Doxorubicin containing chemotherapy regimen is considered standard in treatment of lymphoma patients. However, since doxorubicin is being excreted through bile, its use in patients with biliary obstruction is unclear. The study by Fidias et al. showed 6 out of 7 patients in a series had initial chemotherapy without doxorubicin and one patient in a series who had stent placed with normalization of bilirubin at the time of chemotherapy initiation received doxorubicin based chemotherapy [9]. It appears safe in NHL patients with obstructive jaundice to delay the use of doxorubicin for 1-2 cycles [9]. However, fear of increasing toxicity might be a reason for hesitation to use chemotherapy in patients with abnormal liver enzymes.

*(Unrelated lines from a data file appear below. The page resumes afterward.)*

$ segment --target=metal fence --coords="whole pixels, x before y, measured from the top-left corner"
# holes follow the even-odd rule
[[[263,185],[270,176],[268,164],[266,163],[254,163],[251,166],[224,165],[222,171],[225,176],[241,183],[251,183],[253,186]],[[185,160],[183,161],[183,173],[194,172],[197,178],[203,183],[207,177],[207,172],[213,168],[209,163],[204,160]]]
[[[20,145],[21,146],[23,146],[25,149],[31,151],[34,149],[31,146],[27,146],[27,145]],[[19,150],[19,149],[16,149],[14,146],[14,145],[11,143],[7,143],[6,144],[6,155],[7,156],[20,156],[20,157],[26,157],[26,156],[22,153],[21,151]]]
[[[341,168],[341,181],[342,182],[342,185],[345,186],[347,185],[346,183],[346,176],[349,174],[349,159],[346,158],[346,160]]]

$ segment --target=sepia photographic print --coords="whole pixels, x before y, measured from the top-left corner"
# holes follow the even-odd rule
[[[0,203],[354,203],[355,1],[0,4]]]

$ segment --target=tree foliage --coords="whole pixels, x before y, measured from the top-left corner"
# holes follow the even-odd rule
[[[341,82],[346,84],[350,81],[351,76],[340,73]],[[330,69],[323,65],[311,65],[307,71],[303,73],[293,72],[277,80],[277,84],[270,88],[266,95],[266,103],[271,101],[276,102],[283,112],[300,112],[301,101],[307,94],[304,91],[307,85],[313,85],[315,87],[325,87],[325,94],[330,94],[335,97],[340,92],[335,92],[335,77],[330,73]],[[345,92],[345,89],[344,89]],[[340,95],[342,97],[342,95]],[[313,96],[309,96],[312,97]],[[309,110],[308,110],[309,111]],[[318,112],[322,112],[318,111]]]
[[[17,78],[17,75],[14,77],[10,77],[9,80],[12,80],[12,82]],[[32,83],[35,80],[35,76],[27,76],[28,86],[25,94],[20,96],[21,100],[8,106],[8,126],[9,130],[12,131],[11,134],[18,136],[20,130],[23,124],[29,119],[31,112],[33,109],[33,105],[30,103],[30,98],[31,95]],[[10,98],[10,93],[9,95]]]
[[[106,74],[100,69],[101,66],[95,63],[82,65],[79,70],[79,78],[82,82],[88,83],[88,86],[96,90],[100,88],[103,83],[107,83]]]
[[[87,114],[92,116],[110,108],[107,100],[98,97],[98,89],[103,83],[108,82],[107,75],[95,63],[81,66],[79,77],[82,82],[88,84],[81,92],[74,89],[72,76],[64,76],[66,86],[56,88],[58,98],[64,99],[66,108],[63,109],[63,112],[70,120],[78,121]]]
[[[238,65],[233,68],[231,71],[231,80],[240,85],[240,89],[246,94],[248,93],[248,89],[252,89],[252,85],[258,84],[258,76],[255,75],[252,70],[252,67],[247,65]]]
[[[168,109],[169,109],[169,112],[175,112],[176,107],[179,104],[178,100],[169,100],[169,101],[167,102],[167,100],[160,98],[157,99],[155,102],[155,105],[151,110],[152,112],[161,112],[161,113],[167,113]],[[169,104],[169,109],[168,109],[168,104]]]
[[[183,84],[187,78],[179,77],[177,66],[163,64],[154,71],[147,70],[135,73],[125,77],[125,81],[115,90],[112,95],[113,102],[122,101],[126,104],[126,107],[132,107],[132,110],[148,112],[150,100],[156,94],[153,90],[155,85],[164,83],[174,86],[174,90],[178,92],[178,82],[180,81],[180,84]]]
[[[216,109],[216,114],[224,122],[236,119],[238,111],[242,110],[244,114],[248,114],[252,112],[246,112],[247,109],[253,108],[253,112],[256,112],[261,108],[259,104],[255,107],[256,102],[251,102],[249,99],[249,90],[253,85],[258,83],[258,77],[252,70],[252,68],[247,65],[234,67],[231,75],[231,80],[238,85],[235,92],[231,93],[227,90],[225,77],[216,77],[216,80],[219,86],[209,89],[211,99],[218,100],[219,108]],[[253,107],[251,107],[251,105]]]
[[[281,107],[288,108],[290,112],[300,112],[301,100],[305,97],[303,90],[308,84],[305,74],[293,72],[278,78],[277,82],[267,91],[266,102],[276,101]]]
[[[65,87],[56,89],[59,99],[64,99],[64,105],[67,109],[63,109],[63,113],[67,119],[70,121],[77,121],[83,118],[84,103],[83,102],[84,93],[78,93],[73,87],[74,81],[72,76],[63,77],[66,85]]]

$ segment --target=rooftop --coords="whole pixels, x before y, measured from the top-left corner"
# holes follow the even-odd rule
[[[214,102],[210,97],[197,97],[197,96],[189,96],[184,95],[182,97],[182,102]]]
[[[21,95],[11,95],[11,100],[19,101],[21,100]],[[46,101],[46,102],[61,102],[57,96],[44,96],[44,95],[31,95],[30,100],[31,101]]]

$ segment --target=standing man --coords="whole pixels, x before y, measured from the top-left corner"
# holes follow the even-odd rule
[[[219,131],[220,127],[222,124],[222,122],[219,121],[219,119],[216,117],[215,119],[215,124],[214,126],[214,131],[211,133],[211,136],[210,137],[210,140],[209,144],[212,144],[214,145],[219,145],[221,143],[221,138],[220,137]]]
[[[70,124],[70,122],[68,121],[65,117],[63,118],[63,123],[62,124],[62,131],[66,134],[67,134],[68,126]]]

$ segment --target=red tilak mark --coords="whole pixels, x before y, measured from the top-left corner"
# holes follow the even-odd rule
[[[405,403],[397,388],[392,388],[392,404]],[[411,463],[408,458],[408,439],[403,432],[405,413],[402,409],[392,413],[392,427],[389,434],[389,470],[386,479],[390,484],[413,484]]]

The need for biliary drainage procedures for treatment of jaundice before chemotherapy administration in these patients in unclear. Many patients with obstructive jaundice have received biliary decompression with external-internal drain, stent placement, or laparotomy [10]. These treatments provide relief of obstruction and symptoms, but they do not cure underlying disease; on the other hand they could delay definitive treatment administration. Biliary stenting is recommended in patients with associated symptoms of obstruction or infectious complication of obstruction such as cholangitis [9]. Retrospective analysis by Ross et al. at MD Anderson Cancer Center of 35 lymphoma patients with obstructive jaundice undergoing ERCP/PBD between 2002 and 2008 showed normalization of bilirubin in 29 out of 33 cases and complete stricture resolution in 12 cases after biliary stent or percutaneous drain placement [11]. In our case series, both patients had biliary drainage because of severe abdominal pain in case 1 and concern of cholangitis in case 2.

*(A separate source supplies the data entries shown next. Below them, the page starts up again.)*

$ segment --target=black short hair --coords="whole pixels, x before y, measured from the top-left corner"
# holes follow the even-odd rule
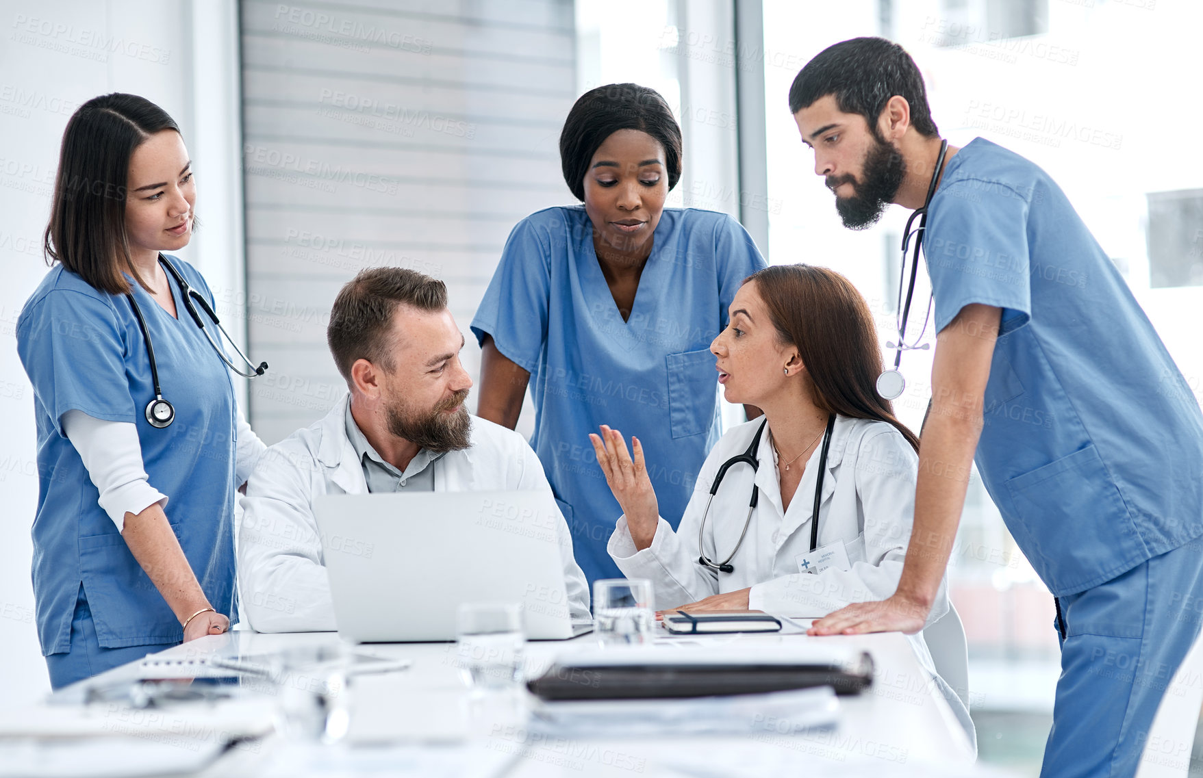
[[[389,328],[398,305],[443,310],[448,307],[448,287],[409,268],[373,267],[360,271],[339,290],[330,310],[326,343],[348,384],[356,360],[367,360],[389,373],[397,369]]]
[[[559,133],[564,183],[577,200],[585,200],[589,160],[618,130],[639,130],[656,138],[664,147],[669,189],[681,179],[681,125],[660,93],[639,84],[606,84],[577,97]]]
[[[125,234],[126,185],[134,149],[162,130],[179,132],[179,125],[138,95],[113,93],[79,106],[63,132],[51,221],[42,237],[48,260],[113,295],[130,291],[125,275],[146,286]]]
[[[794,78],[789,112],[798,113],[828,95],[835,95],[840,111],[865,117],[875,137],[885,103],[899,95],[911,106],[911,126],[919,135],[940,137],[919,66],[893,41],[854,37],[819,52]]]

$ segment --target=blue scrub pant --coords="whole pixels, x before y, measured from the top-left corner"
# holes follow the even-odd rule
[[[96,626],[91,620],[91,608],[88,607],[83,587],[79,587],[75,616],[71,618],[71,648],[65,653],[46,658],[46,666],[51,671],[51,688],[60,689],[69,683],[142,659],[171,645],[173,643],[101,648],[96,639]]]
[[[1041,776],[1133,776],[1166,688],[1199,633],[1192,541],[1057,600],[1061,678]]]

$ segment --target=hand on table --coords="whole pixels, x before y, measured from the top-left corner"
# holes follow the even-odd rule
[[[930,606],[905,595],[876,602],[853,602],[811,624],[807,635],[861,635],[864,633],[906,633],[914,635],[928,620]]]
[[[656,501],[656,489],[647,477],[644,463],[644,446],[639,438],[632,436],[630,445],[635,451],[634,459],[627,451],[627,441],[617,429],[602,424],[600,435],[589,434],[589,443],[598,457],[598,465],[605,474],[605,482],[618,500],[622,512],[627,516],[630,539],[640,551],[652,545],[656,525],[659,523],[660,509]]]
[[[201,613],[184,628],[184,642],[205,637],[206,635],[220,635],[230,629],[230,618],[221,613],[208,611]]]

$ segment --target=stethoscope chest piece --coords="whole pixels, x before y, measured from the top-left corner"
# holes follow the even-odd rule
[[[906,379],[897,370],[883,370],[877,376],[877,393],[882,396],[882,399],[897,399],[902,397],[905,388]]]
[[[176,409],[164,398],[156,397],[147,403],[147,421],[150,422],[152,427],[162,429],[176,421]]]

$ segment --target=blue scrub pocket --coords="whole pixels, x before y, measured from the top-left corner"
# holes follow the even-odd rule
[[[669,372],[669,427],[674,438],[709,432],[715,422],[716,361],[710,349],[664,357]]]
[[[184,639],[176,614],[119,534],[81,538],[79,571],[101,648]]]
[[[1100,566],[1115,558],[1118,542],[1139,540],[1094,444],[1011,479],[1007,492],[1017,516],[1007,528],[1053,594],[1097,586],[1130,566]]]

Bairey et al. recently published retrospective study on 92 patients showing prevalence of early death in 7% of patients with NHL [12]. Patients in early death group had poor prognostic factors such as advanced stage of disease, old age, aggressive nature of lymphoma, poor performance status, elevated LDH, extranodal disease, and B symptoms [12]. Based on this study, the main cause of early death was sepsis, with other causes being disease progression, severe underlying disease, and gastrointestinal perforation [12]. Biliary stricture and obstructive jaundice are considered a sign of poor prognosis in lymphoma patients [6]. Based on previously reported studies by Ravindra et al. and Fidias et al., it appears that patients with initial or early jaundice presentation tend to have better survival as compared to patients with late jaundice presentation [6, 9].

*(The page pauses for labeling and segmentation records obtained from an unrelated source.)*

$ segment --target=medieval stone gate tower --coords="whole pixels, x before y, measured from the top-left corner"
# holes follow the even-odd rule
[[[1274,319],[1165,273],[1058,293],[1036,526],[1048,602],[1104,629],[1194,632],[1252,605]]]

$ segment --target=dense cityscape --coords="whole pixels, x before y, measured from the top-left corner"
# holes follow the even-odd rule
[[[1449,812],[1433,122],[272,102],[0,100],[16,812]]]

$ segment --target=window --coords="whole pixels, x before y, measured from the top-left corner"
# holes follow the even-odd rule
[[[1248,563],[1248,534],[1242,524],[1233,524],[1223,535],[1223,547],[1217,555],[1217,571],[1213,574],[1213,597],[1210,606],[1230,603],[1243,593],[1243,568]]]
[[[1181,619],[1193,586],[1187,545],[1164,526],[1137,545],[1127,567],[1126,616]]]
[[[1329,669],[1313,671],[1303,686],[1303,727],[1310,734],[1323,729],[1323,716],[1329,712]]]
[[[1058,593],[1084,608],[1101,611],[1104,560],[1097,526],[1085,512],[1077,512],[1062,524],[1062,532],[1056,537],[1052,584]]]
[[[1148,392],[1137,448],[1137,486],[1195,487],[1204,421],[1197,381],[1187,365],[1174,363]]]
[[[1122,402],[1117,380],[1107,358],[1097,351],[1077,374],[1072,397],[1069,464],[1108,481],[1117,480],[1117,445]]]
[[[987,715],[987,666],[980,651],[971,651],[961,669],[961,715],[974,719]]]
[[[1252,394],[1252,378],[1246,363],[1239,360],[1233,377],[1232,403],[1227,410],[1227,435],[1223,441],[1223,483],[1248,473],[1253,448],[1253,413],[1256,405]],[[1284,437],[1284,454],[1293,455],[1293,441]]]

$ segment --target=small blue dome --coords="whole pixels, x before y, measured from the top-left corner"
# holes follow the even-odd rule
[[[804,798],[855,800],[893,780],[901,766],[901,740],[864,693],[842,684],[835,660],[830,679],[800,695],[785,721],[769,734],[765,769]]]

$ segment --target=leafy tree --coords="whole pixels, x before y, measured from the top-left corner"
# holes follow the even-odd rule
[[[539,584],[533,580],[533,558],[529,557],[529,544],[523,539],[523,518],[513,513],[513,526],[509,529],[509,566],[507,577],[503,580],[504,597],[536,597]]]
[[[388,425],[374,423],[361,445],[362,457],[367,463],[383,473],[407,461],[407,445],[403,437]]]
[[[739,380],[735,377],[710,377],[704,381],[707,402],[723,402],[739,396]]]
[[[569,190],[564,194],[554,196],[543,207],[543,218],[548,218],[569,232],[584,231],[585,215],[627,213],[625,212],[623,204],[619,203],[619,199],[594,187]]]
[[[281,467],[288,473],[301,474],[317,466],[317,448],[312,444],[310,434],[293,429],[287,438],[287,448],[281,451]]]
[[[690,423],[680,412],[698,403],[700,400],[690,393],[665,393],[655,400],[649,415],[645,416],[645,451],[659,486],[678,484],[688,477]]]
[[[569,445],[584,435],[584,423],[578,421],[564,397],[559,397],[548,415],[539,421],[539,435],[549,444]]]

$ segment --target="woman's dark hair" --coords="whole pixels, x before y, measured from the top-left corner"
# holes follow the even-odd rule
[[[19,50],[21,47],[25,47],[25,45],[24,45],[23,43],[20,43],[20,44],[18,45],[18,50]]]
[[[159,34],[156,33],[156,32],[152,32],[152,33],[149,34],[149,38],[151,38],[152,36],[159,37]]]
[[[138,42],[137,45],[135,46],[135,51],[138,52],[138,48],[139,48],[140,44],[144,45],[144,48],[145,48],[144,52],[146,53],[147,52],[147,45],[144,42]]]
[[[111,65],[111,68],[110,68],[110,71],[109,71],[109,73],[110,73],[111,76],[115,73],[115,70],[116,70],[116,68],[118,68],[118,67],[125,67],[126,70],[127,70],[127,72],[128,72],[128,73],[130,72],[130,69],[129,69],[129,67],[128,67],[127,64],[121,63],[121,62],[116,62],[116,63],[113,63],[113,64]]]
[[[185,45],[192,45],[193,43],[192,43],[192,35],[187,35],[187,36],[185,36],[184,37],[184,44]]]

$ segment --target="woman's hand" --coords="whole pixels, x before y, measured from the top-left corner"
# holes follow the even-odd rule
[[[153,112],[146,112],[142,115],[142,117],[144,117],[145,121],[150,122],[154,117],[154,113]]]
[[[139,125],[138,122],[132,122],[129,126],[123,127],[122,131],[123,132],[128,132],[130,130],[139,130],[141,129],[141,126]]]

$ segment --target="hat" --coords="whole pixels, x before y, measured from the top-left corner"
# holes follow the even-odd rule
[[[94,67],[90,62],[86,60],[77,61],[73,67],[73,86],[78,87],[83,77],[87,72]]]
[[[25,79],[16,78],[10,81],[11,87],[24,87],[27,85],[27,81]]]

However, in our case series even though both patients had initial presentation of obstructive jaundice, both patients died within 3 months after diagnosis. Increased mortality in our case series has several possible explanations. Our patients received biliary drainage during initial course of the disease. Would that have affected their disease course by delaying early administration of chemotherapy is a question. Case 1 had developed sepsis with multiorgan failure preventing him from getting any chemotherapy. Although case 2 did not opt chemotherapy, her advanced age and poor performance status might have been the limiting factors to the beneficial effects of chemotherapy. Additionally in both cases, high grade DLBCL at the time of diagnosis with extranodal involvement, B symptoms, and bulky disease along with hepatitis C in case 1 and poor performance in case 2 could have played a part in early mortality. Early death was secondary to sepsis in case 1 and disease progression in case 2.

5. Conclusion

Obstructive jaundice is a rare disease presentation of NHL. Despite rare occurrence, NHL needs to be considered in differential diagnosis while taking care of patients with obstructive jaundice. Treatment of biliary obstruction due to lymphoma is controversial regarding chemotherapy alone versus biliary drainage preceded by chemotherapy. Biliary drainage is recommended in patients with infectious complication. With increasing evidence of NHL presenting obstructive jaundice, better formulation of treatment guidelines is needed.

Conflict of Interests

The authors have no conflict of interests to declare.

Acknowledgment

The authors are grateful to Dr. Andrea Orvik of Pathology Department for pathology slides on both patients.